Within the past week, Columbus police have dealt with multiple calls involving accusations that employees at businesses have contracted COVID-19 coronavirus, as fear of the virus spreads throughout the community, Police Chief Fred Shelton said.
In one case, Shelton said, employees at the Shell gas station at the intersection of Main Street and Ninth Street posted a sign on the front door claiming employees at another gas station down the street had contracted the virus.
Apparently the feud began when customers would go into the rival gas station to buy lottery tickets, leave and go into the Shell station to check whether they had won anything, Shelton said. An employee or employees at the Shell station, in turn, put up the sign.
Police ordered the employees to take the sign down, but Shelton said no one is facing any charges.
In another case, he said, a woman accused Asian-American employees of another business of having COVID-19 and said that was why the business was closed. However, Shelton said, the operation was among a group of various nonessential businesses ordered closed in an emergency ordinance passed by the Columbus City Council earlier this month.
“That was being racist,” Shelton said. “… We checked it out and there wasn’t (anything) to it.”
While no one was charged in either case, police have cited America’s Finest Haircuts, a barbershop in north Columbus, for violating the new ordinance Friday. Barbershops are among the businesses closed in the emergency ordinance.
“The barbershop had people in there shooting pool,” Shelton said. “They said they hadn’t been cutting hair, but the evidence was in there that they had.”
The business faces a $1,000 fine for violating the emergency ordinance.
America’s Finest Haircuts is the second business to receive a citation, after Church’s Chicken did last week. Under the emergency ordinance, restaurants can only serve customers via takeout, drive-through or delivery and must have 10 or fewer people in the building. However, Church’s had people entering in the main lobby, Shelton previously said.

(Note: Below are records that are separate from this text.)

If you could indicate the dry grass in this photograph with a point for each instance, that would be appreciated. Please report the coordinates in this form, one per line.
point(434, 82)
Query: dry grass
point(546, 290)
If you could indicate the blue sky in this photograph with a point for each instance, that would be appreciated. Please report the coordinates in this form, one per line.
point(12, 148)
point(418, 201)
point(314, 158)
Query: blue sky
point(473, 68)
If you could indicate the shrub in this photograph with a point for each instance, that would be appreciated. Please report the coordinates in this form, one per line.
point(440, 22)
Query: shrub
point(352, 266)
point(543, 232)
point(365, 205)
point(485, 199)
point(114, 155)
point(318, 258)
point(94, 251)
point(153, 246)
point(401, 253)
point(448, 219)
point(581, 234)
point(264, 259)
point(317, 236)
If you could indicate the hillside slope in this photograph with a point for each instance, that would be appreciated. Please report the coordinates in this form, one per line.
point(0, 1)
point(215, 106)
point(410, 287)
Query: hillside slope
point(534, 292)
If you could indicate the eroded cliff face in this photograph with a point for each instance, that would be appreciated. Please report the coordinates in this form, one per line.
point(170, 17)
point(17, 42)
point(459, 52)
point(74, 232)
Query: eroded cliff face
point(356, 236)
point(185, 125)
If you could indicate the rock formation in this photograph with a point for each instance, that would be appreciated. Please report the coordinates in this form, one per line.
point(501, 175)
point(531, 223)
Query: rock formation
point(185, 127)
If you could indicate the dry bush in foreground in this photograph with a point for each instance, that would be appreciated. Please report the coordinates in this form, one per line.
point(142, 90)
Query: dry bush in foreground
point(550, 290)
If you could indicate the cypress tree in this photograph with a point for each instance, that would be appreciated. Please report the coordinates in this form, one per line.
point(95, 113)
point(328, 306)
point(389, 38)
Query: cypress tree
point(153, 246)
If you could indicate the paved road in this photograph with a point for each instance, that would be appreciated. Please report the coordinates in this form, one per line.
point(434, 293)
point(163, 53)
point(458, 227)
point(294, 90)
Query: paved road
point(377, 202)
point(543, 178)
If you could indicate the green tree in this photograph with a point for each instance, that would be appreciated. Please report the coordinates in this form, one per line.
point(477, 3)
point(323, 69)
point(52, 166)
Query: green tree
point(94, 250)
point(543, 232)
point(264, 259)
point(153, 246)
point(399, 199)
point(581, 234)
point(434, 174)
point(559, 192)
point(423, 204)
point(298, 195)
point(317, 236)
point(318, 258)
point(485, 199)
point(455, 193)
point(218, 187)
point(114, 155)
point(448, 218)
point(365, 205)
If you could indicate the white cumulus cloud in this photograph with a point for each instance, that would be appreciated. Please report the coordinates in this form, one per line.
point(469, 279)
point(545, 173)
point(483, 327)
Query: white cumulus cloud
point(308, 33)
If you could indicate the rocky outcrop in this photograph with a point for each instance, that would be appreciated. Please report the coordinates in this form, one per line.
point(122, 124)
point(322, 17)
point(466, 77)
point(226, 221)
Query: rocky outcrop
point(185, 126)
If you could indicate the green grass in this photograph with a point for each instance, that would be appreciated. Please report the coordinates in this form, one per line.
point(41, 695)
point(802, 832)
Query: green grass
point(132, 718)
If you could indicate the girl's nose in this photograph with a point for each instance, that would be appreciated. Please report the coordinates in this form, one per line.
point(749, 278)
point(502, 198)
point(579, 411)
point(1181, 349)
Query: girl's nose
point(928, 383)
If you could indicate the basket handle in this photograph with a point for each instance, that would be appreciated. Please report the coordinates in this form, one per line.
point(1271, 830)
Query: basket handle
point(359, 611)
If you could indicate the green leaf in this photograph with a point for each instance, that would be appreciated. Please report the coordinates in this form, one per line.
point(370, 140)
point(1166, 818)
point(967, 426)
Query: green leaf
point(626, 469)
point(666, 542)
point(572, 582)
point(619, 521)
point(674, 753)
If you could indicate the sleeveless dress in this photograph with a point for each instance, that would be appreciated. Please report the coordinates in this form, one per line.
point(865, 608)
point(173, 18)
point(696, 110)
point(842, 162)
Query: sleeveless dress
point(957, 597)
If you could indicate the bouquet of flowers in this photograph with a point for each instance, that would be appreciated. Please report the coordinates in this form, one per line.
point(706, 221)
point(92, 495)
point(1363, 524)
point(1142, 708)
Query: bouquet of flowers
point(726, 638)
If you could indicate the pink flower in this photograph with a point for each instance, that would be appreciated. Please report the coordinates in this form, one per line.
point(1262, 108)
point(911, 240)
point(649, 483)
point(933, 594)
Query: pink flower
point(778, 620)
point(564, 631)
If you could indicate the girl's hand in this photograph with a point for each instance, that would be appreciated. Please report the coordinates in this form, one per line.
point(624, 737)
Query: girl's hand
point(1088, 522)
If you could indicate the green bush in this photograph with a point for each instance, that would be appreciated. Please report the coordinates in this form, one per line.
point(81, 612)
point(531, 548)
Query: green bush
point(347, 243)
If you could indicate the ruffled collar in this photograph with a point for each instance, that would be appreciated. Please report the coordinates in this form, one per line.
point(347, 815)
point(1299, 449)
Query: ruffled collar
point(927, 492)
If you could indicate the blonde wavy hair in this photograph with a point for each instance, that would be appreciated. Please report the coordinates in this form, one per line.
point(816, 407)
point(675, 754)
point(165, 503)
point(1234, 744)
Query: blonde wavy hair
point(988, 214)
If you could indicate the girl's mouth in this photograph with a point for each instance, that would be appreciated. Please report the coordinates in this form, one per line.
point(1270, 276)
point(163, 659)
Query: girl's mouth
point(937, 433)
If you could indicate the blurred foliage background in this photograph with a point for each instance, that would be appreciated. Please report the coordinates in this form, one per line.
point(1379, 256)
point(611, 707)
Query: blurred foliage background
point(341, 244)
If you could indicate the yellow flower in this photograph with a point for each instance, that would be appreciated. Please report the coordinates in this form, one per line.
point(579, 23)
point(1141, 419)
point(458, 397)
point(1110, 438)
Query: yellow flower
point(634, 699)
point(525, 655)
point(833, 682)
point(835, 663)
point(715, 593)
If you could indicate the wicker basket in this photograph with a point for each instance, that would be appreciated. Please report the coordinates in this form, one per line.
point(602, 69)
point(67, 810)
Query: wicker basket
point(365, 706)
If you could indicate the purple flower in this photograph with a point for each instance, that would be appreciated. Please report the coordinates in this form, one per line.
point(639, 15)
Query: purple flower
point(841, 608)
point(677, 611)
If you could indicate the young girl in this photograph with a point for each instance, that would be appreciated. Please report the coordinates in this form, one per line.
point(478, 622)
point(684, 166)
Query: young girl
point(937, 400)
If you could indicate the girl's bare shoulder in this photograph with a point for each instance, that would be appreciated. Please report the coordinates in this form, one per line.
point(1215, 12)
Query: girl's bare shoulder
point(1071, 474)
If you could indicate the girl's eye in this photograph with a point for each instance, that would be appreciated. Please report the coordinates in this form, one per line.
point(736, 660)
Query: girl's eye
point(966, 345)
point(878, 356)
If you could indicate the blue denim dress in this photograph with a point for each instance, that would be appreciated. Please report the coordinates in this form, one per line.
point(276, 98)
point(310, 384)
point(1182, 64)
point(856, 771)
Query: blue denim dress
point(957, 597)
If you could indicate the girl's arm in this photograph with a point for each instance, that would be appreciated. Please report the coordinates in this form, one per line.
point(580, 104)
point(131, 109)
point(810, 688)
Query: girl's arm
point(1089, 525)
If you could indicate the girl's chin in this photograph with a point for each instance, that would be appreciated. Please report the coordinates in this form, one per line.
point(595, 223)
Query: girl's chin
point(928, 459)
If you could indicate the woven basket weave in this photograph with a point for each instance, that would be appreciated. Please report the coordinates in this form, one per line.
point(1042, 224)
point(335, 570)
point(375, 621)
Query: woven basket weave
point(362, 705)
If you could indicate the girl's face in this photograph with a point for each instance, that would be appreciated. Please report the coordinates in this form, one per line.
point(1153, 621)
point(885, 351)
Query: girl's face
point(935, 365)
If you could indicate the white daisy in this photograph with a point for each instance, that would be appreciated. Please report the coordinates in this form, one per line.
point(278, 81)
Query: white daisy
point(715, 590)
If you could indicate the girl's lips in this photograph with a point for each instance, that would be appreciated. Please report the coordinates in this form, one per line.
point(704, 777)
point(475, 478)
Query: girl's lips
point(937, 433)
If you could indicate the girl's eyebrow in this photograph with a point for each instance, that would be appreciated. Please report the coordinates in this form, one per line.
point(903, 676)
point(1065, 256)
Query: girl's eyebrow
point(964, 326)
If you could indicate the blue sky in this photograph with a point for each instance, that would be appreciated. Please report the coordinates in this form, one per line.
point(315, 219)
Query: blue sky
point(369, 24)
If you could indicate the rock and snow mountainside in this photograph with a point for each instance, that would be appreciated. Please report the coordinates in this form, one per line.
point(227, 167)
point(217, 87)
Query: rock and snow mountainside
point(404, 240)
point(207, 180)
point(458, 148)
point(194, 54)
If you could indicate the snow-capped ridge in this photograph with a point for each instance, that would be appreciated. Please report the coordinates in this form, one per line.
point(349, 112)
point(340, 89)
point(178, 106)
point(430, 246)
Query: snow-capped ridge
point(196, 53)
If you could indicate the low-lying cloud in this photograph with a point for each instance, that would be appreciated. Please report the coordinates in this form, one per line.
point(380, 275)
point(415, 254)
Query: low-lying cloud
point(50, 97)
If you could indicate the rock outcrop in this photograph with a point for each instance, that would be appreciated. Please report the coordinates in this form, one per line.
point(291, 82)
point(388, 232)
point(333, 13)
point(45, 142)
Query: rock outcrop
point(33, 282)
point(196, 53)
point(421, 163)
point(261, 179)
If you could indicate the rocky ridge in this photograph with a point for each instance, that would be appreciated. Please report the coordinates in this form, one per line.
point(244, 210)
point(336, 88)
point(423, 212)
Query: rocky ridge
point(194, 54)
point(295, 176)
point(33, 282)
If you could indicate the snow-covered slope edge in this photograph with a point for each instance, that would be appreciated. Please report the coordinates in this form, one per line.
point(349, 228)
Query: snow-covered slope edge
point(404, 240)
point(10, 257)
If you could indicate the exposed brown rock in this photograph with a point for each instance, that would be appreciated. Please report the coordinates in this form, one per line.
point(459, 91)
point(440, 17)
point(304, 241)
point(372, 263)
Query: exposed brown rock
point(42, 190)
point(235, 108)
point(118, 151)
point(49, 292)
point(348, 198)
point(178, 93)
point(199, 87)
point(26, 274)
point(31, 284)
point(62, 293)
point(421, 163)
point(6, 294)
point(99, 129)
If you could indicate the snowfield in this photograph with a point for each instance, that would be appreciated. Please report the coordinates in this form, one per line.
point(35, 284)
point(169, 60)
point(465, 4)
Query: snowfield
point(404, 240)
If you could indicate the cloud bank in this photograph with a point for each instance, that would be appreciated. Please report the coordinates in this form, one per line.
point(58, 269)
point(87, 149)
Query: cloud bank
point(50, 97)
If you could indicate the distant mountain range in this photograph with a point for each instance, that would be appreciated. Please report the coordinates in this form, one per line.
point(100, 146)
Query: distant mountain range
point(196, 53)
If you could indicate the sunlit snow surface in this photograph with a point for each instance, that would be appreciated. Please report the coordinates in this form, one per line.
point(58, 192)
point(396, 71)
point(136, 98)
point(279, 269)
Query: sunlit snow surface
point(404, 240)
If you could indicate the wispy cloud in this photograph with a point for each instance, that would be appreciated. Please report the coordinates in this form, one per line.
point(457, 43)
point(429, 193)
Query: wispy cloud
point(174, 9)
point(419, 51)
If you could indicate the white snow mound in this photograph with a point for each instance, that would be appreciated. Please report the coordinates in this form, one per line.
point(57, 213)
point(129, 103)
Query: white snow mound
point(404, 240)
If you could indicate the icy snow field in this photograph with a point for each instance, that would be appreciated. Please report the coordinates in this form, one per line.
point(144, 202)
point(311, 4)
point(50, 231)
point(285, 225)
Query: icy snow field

Police have cited one person for violating a newly enacted 10 p.m.-6 a.m. curfew, Shelton said. The fine for violating curfew — which does not affect people going to or from work, a restaurant, a pharmacy or a grocery store — has been lowered from $1,000 to $300. On Monday, Mayor Robert Smith extended the curfew by five more days.
The City of Starkville also enacted an emergency ordinance earlier this month limiting restaurants to takeout, drive-through or delivery, though the board of aldermen did not enact a curfew or close any businesses. Starkville Police Department Public Information Officer Brandon Lovelady told The Dispatch no restaurants or other businesses have been cited for violating the ordinance.